The Chilean case confirms our concerns. The value of Chilean pensions is the target of criticism and protests. According to data released in 2015 by the Sol Foundation, 90,9% received less than 149.435 pesos (approximately R$ 851,78 in 2018). The minimum wage in Chile, in turn, is around 260 pesos (approximately R$ 1.500,00 in 2018). We will return to pensions below the minimum wage, as during the dictatorship. Who doesn't remember the CAPEMI case, the Military Pension Fund? It had 2 million members – and faced difficulties in the mid-eighties and finally went bankrupt in 2008 after a disastrous attempt to invest in the Tucuruí hydroelectric plant in Pará. The losses fell on the members.

Another problem lies in risk benefits. If a worker becomes ill or suffers an accident, they are unable to accumulate enough savings for retirement. For women, it's even worse. Lower wages, lower pensions. Less time spent working and accumulating savings, lower benefits. They will be doubly penalized.
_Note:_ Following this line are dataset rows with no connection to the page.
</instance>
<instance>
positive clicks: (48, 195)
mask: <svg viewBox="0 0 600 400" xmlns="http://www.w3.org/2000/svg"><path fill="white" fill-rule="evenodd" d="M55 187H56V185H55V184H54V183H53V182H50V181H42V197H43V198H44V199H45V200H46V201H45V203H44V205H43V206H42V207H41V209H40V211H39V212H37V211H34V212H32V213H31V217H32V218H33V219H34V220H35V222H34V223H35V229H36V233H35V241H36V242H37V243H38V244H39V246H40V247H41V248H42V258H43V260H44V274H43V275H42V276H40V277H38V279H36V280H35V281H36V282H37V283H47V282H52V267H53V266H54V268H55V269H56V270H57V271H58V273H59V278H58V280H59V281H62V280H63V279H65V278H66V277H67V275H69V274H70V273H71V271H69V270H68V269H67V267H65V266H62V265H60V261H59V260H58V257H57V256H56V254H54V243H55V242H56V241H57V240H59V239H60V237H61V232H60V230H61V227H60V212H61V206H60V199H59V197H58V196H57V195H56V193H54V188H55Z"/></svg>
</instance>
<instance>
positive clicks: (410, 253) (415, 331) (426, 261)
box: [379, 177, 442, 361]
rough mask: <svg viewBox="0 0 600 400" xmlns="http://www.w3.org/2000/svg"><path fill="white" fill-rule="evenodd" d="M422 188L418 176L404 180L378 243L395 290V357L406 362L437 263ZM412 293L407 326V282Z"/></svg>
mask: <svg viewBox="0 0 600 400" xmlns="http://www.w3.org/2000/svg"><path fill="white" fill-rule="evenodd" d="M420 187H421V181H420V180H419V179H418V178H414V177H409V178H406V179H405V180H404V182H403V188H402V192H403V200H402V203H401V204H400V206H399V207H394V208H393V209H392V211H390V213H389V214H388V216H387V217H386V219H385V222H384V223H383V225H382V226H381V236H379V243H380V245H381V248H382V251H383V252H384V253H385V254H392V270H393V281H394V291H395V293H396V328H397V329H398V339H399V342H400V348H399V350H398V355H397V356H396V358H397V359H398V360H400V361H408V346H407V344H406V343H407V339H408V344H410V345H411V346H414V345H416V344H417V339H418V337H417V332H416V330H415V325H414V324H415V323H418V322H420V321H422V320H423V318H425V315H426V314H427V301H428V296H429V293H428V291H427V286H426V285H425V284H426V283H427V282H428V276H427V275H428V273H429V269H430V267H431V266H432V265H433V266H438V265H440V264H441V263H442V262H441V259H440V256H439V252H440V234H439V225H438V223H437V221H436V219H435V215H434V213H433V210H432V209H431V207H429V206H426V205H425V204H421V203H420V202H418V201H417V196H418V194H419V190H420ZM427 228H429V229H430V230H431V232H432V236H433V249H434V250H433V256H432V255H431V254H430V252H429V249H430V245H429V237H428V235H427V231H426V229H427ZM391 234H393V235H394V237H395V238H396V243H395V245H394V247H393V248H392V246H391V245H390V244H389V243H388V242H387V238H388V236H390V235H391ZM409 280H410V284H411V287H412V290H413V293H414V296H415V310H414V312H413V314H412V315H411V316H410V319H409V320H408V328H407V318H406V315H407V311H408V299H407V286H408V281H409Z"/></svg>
The role of the State is to guarantee public policies capable of serving the population. Public social security is an effective policy in many ways: in the economy of municipalities, in income generation, and in promoting citizenship. It is the largest income distribution program in Brazil. Handing this policy over to the market is to break the first pillar of the social security system. And this breakdown will be followed by the dismantling of the Unified Health System and the Unified Social Assistance System. Is this what we want? Is this the promised "modernity"? Far from it, it is to distance a large contingent of workers from access to retirement. It is to hand over a function of the State to the market. We will fight against this and be tireless in raising awareness in society about the enormous risks resulting from this change.

* This is an opinion article, the responsibility of the author, and does not reflect the opinion of Brasil 247.